- Occupation: Aerodynamics engineer
- Employer: Zero Petroleum
- Title: Chief technical officer

= Doug McKiernan =

British engineer

Doug McKiernan is a British Formula One and aerospace aerodynamics engineer. He is currently the chief technical officer at Zero Petroleum which he co-founded alongside Paddy Lowe and Nilay Shah.

==Career==
McKiernan studied aeronautical engineering at the University of Manchester, where he completed a PhD specialising in computational fluid dynamics. He began his engineering career at BAE Systems, working on advanced wing design projects. Through BAE Systems’ technical partnership with McLaren Racing, McKiernan joined McLaren in 1999 to develop CFD models.
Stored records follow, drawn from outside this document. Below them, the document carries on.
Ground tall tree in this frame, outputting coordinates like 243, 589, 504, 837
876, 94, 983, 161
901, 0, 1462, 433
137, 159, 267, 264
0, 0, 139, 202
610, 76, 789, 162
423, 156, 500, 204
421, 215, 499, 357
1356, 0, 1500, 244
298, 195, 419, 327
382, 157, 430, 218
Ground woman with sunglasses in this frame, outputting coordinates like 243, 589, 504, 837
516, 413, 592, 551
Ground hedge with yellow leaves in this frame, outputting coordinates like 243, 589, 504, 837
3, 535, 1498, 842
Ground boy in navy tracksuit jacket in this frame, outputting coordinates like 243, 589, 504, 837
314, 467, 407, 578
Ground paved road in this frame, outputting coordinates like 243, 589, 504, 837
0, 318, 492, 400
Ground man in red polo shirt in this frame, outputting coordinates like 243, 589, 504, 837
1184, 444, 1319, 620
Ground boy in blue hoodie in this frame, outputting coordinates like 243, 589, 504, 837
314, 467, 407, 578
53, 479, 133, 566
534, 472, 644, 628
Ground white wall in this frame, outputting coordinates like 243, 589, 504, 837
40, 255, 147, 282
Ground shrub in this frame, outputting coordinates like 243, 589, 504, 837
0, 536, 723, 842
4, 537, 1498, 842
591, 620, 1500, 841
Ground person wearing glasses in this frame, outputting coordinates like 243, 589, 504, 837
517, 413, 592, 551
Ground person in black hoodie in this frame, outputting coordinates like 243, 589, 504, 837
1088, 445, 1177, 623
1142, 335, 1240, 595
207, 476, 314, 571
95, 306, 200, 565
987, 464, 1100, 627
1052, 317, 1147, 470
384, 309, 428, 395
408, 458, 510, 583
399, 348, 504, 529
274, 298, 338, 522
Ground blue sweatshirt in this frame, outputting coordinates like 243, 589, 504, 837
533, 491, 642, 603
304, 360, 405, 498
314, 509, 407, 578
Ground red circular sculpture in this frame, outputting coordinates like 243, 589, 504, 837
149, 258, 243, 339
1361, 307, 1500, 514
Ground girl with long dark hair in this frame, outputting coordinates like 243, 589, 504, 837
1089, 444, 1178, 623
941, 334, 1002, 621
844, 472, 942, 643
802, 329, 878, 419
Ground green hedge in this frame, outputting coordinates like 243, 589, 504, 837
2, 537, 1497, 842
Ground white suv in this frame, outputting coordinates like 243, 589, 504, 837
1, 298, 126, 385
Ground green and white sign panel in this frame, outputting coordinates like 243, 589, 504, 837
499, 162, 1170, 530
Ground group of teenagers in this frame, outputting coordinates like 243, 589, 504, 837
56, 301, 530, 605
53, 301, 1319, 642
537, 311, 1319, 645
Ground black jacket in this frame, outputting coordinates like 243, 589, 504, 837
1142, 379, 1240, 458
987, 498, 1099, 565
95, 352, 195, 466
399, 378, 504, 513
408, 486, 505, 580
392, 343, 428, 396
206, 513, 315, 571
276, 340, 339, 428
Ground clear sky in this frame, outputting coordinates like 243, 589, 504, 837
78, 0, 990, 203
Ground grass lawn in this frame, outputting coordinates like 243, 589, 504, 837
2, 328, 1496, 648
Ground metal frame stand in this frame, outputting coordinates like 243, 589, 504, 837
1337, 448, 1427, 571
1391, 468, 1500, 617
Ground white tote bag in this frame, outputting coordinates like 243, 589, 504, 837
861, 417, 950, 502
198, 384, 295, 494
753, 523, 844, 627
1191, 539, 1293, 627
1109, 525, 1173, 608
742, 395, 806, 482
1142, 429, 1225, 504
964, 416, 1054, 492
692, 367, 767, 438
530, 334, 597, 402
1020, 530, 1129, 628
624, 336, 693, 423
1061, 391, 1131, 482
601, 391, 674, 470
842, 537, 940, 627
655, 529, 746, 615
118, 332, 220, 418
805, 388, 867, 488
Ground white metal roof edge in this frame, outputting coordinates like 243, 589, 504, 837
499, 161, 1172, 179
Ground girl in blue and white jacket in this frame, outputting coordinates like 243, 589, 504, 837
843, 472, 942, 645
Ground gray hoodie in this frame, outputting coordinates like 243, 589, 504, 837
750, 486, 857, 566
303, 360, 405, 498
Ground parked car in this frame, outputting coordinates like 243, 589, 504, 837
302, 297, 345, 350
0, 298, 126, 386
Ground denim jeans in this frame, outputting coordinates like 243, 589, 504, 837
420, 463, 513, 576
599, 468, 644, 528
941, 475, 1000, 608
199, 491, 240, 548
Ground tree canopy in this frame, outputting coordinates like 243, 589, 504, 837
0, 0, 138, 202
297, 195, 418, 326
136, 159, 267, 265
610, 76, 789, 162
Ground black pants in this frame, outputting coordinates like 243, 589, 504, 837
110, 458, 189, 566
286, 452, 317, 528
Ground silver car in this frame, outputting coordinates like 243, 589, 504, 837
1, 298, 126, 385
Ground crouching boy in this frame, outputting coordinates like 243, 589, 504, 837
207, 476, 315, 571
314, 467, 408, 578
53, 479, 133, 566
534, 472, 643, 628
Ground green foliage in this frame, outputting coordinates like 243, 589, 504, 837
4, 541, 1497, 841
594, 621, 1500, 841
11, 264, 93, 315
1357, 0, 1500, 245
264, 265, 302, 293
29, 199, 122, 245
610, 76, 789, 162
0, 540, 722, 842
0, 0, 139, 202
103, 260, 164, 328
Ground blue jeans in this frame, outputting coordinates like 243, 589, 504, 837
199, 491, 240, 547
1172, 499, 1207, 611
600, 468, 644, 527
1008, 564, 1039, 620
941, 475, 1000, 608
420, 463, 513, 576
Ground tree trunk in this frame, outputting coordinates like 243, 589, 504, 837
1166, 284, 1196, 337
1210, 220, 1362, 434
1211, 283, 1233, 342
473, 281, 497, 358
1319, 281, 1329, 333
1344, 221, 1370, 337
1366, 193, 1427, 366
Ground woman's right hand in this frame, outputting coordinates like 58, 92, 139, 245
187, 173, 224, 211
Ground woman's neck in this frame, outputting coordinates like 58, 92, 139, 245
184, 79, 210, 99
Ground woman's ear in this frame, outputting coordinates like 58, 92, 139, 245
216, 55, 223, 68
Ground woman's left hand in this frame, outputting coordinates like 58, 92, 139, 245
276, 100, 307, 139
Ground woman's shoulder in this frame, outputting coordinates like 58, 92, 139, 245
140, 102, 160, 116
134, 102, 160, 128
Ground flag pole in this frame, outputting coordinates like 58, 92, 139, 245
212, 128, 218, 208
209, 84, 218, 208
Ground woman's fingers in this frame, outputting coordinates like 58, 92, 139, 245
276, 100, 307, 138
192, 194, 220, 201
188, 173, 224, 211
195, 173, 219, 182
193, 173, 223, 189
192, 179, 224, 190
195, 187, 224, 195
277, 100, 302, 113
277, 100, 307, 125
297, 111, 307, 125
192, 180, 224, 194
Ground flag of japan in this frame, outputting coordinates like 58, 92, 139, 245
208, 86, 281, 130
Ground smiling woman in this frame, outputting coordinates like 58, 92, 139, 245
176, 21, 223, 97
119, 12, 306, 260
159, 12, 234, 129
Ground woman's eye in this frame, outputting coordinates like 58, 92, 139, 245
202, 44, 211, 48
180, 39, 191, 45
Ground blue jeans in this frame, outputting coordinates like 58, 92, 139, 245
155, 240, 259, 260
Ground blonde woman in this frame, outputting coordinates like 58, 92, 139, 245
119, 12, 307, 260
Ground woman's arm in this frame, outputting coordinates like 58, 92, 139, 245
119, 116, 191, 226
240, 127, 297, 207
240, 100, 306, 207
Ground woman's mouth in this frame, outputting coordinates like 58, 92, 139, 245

After an initial secondment, he made the move permanent and went on to work as a CFD aerodynamicist, wind tunnel aerodynamicist and trackside aerodynamicist within the team’s aerodynamics department.

In 2006, McKiernan was promoted to Principal Aerodynamicist and later to Chief Aerodynamicist, becoming responsible for the aerodynamic design and performance of McLaren’s Formula One cars including the championship winning McLaren MP4-23. He was subsequently appointed chief engineer at McLaren, overseeing technical development and race car performance until his departure from the team at the end of 2014.

In 2018, McKiernan joined Williams Racing as chief engineer. His role later evolved into design and development director, reflecting expanded responsibility across vehicle design, development and performance operations. He left Williams in 2021 amidst a technical restructure.

Following his Formula One career, McKiernan co-founded Zero Petroleum alongside Paddy Lowe, focusing on the development of sustainable synthetic fuels for motorsport and wider transport applications.